Ekonomik hayata aktif olarak katılma, kadınlar için yeni bir durum olmamakla beraber kadının ekonomik hayat içerisinde üstlendiği rollerde bir değişim olduğu herkesçe kabul görmektedir. Kadın insanoğlunun ilk varoluşundan bu yana çalışmak hayatı içerisinde yerini almıştır. Gelişme düzeyi en düşük toplumlardan en çok gelişmiş toplumlara kadar uzanan toplumsal gelişim süreci içinde kadın gerek evin içinde, gerekse evin dışında ekonomik hayata aktif olarak katılmıştır.
Kadının evin dışında ekonomik hayata katılmasıyla beraber evlilik konusunda bazı sorunlar tezahür etmeye başlamıştır. Ev dışında çalışma hayatına başlanmadan önce kadınlar evlilik hayatına daha erken atılırken, şimdi ise evlilik yaşı yukarılara çekilmiş durumdadır. Bazı kesimlerde bu ekonomik özgürlük olarak tanımlanırken bazı kesimler de kadının evlilik sorumluluğunu almaktan uzaklaşması olarak tarif edilmektedir. Günümüzde yaşlı nüfusun giderek artmasının sebeplerinden birini bu durum teşkil etmektedir.
Çalışan evli bayanlar için evliliği sürdürmek, tamamen eşleriyle uyum sağlayabilmeleri ve eşlerinin bayanın ev içindeki sorumluluklarında onlara yardımcı olmaları ile mümkün olmaktadır. Eğer erkek kadına ev içerisinde yeterince yardımcı olmaz ise gün boyu iş yerinde yeterince çalışan ve yorulan kadın aile içinde huzursuzluk yaratmaya başlayacaktır.
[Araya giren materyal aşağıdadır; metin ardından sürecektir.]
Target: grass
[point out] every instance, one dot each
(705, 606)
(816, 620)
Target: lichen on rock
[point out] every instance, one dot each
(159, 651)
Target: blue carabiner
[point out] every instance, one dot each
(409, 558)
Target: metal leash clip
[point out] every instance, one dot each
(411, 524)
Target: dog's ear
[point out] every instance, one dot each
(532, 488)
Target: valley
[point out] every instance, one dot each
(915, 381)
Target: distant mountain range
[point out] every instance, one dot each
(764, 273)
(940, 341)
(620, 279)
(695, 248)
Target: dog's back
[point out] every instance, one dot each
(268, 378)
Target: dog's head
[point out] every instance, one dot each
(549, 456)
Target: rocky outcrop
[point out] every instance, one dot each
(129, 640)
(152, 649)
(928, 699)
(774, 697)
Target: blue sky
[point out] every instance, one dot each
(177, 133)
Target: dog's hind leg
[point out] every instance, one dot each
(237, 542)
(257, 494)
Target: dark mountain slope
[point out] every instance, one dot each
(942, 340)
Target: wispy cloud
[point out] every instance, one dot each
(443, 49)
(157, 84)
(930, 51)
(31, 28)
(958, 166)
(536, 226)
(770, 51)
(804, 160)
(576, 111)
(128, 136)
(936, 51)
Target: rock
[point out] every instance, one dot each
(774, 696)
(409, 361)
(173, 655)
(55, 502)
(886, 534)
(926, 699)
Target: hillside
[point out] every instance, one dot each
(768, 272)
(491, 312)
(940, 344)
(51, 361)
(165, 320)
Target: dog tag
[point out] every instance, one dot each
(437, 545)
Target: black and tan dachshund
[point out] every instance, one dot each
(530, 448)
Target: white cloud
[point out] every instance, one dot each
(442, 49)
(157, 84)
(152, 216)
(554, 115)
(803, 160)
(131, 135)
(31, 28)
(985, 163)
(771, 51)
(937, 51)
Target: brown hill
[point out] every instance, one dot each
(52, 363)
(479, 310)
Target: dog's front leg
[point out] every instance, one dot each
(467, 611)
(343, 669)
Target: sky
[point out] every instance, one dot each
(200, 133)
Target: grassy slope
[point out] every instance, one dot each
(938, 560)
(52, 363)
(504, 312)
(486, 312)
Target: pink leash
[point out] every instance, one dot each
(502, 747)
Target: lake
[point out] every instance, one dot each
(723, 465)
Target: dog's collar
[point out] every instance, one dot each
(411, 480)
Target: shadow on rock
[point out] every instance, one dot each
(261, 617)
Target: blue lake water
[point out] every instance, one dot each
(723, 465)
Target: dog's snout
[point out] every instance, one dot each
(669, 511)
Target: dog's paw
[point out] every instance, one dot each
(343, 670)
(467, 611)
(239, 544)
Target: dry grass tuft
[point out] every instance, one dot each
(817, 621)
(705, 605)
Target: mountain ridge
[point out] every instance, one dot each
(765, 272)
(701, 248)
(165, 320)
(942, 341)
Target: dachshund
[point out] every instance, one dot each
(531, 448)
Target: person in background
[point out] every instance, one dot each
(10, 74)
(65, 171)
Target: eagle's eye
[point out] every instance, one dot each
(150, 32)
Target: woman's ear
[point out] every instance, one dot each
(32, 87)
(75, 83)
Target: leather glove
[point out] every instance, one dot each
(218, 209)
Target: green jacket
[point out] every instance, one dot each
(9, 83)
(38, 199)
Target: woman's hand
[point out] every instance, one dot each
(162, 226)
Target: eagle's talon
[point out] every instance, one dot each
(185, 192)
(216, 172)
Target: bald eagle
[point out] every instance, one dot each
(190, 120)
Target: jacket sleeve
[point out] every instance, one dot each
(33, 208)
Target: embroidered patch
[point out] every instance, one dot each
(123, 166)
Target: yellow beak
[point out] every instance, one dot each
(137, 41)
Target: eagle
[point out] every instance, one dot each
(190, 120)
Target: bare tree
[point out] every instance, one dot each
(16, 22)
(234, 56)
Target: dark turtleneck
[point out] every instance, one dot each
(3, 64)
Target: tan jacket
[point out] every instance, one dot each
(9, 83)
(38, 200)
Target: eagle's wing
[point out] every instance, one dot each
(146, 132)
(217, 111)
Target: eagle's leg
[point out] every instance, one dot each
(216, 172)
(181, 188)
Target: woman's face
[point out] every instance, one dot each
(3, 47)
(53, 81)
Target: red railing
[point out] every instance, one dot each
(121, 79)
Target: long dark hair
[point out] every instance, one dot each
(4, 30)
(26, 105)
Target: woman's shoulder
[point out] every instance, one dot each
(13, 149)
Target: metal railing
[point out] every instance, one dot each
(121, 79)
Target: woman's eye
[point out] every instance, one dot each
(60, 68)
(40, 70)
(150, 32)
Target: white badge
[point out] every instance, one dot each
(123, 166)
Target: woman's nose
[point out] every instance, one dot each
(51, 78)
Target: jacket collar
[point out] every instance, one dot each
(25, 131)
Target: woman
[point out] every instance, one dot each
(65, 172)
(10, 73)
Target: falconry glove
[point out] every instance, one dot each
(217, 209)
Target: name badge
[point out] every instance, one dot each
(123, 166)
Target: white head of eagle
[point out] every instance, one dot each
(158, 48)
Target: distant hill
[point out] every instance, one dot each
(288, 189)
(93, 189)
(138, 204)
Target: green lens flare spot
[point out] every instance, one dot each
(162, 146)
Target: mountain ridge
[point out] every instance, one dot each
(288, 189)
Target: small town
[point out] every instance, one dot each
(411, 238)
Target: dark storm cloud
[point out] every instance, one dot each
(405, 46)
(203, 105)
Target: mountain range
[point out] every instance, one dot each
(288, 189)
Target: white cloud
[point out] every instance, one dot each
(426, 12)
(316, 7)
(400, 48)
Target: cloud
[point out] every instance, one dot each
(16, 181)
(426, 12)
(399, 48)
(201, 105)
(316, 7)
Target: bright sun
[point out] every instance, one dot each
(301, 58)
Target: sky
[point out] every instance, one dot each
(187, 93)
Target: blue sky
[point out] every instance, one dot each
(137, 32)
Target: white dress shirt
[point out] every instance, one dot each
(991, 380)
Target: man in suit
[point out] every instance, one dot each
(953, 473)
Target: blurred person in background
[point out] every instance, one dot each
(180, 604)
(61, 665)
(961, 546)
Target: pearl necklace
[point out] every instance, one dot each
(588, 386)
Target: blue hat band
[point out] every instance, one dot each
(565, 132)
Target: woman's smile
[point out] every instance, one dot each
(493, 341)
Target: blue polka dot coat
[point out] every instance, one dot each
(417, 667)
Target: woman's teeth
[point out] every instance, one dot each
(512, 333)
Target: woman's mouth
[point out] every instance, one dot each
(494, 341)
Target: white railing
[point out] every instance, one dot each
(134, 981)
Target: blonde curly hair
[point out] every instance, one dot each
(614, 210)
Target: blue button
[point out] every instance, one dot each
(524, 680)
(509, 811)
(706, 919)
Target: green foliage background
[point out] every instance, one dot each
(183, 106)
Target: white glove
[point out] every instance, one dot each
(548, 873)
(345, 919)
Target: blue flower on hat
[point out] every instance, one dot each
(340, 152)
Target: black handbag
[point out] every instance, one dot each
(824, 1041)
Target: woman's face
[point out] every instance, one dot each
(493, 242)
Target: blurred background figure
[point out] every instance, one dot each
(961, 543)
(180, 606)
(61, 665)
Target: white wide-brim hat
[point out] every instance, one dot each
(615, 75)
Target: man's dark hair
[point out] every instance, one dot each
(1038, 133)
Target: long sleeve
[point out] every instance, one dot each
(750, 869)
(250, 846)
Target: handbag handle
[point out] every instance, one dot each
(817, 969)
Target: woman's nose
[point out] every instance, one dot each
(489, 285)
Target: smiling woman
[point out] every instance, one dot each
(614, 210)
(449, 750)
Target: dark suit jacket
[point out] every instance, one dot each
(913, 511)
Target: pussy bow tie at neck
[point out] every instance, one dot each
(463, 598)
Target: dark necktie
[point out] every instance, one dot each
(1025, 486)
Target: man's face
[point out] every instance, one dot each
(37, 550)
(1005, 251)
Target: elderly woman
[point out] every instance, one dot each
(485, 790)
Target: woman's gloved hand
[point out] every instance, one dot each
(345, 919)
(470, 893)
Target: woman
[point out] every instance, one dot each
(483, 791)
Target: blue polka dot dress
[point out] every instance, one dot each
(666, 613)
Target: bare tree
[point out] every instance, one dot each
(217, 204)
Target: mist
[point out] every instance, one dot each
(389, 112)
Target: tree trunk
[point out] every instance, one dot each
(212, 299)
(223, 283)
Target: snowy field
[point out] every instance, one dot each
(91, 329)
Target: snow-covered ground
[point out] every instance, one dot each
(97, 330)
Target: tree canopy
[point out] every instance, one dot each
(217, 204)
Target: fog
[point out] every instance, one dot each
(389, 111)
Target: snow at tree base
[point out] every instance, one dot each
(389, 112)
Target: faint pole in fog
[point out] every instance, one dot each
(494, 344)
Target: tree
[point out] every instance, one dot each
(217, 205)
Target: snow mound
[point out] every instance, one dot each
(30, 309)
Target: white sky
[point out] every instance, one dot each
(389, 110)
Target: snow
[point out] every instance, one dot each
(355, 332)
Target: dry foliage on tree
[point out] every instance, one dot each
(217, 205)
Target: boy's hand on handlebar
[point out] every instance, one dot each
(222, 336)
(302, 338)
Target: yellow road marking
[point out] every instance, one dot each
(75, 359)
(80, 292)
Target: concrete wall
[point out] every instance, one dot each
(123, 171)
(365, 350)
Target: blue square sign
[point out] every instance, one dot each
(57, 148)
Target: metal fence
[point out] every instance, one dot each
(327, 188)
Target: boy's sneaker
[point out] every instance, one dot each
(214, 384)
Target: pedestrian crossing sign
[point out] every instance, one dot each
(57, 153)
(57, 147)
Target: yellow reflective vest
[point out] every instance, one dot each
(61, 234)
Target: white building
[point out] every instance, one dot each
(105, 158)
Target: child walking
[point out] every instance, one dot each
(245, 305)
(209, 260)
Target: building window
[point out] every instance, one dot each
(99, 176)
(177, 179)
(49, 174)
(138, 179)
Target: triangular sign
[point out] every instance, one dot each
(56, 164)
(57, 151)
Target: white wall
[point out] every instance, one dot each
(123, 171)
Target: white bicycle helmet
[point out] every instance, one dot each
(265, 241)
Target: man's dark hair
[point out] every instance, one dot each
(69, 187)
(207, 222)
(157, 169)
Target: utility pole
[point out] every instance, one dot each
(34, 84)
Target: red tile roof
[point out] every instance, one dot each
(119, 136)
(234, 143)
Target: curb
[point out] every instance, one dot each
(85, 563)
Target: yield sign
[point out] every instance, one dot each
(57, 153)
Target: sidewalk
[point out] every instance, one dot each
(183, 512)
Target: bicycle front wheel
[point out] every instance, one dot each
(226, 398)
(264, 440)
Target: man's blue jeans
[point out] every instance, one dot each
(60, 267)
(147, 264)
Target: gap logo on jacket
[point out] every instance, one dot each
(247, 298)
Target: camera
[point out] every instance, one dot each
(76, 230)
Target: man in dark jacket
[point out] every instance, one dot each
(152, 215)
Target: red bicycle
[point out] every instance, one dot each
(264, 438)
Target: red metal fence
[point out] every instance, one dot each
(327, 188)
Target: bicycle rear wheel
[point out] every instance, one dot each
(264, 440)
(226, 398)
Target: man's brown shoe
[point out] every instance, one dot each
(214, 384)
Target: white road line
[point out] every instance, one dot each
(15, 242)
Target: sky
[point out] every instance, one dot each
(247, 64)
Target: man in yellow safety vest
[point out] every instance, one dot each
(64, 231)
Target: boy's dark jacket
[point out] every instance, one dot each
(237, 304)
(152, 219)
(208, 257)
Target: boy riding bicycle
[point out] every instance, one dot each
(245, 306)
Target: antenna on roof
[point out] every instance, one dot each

Bu durum çocuklara yansımaya başlayınca çocuklar psikolojik olarak bundan etkileneceklerdir. Kişisel gelişimleri açısından aile içindeki huzursuzluk olumsuz bir etki yaratacaktır. Çalışan anne ve babaların bu hususa titizlikle dikkat etmelerinde fayda bulunmaktadır. Çalışan eş için anlayışlı bir kocanın varlığı evliliği sürdürülebilirlik açısından daha da kolaylaştıracak ve çocuklar üzerinde güzel bir etki oluşturacaktır. Çünkü anne ve baba çocuk için ilk modeldir. Anlayışlı olmayan bir erkeğin bulunduğu bir ailede kavgalar kaçınılmaz
Çocuk yetiştirmek büyük bir sanattır. Bu sanatı en iyi icra edecek olan anne ve babalardır. Çalışan annenin gün içerisinde çocuğuna ayıracağı zaman kısıtlı olduğu için yeri geldiğinde baba bu boşluğu doldurmalıdır. Anneni yeri geldiğinde babanın sorumluluklarını yerine getirmeye çalışması, yeri geldiğinde babanın annenin görevlerini yerine getirmeye çalışması vatanına ve ailesine faydalı bir çocuk yetiştirmenin en önemli yoludur. Şimdilerde en çok duyduğumuz cümle “hayat müşterektir” cümlesidir. Gerçektende mutlu bir aile ve bu aile içerinde sağlıklı bir yapıya sahip çocuklar yetiştirilmek isteniyorsa müşterek hareket etmek gerekmektedir.
Çalışan anne çocuğuna vakit ayırdığı her an ona anne sıcaklığını gösterebilmeli çocuk ile aradaki bağı güçlendirmeye çalışmalıdır. İş yerinde yaşadığı sorunları eve girerken dış kapıda bırakmalıdır. Böylece sağlam temeller üzerinde kurulmuş bir aile oluşturulmuş olur.